I have been using Avast Pro for 2 years and I finally got a bad virus. Avast “caught” the infection and brought up my behavior blocker. The virus had attached itself to my Registry Mechanic software—specifically the regmech.exe file…so I accepted the behavior and I was infected.
The virus appears to intercept ANY .exe and return a dialog box saying that file is infected. It then blocks the .exe from running. Also, it has setup proxy settings on my Internet Explorer browser and redirects any Internet traffic to a 127 network on port 5555. Attempts to change the proxy settings are reversed instantly upon acceptance.
This virus also is constantly advertising virus protection software and telling me my computer is infected.

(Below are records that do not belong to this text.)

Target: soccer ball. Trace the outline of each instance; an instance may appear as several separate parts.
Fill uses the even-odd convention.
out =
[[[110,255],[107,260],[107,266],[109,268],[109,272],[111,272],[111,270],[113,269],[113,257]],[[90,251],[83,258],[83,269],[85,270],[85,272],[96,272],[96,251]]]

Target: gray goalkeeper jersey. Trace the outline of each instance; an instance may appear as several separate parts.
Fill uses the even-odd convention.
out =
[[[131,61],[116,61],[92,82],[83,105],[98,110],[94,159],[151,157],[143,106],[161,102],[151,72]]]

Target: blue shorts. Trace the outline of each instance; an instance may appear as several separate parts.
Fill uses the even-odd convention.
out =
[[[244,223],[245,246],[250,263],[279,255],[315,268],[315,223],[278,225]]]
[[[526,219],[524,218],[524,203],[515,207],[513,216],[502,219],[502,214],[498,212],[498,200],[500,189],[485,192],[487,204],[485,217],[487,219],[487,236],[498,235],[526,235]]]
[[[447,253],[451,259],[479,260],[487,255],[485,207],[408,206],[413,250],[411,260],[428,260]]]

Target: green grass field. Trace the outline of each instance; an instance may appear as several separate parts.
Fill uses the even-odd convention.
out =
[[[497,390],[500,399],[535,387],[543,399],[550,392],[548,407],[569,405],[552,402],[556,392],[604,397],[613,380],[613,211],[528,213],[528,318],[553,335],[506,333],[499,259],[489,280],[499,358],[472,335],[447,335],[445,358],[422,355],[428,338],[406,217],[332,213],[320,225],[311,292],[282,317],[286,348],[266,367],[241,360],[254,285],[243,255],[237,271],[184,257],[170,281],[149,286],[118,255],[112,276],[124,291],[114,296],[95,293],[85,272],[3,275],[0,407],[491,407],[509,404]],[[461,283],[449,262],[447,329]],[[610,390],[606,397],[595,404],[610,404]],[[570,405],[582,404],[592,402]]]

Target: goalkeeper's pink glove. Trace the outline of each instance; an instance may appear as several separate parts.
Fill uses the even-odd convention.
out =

Can I make a boot CD with Avast on it that will clean this off my computer? It seems this might work if I can interrupt the PC boot sequence and immediately initiate a virus scan. Does the collective wisdom think this would work? It has been a long time since I have done this so help is appreciated.
If that should fail then I can clean it outside of windows for you - in fact this is the only way I have been able to clean this particular infect. But run the boot scan and if that clears it let me know and I can then use that for those that have Avast … If it doesn’t work
OK this file is big about276.7Mb, print these instruction out so that you know what you are doing.
ISOBurner this will allow you to burn OTLPE.iso to a CD and make it bootable. Just install the programme, from there on in it is fairly automatic. Instructions
Second
[*]Download OTLPE.iso and burn to a CD using ISO Burner. NOTE: This file is 292Mb in size so it may take some time to download.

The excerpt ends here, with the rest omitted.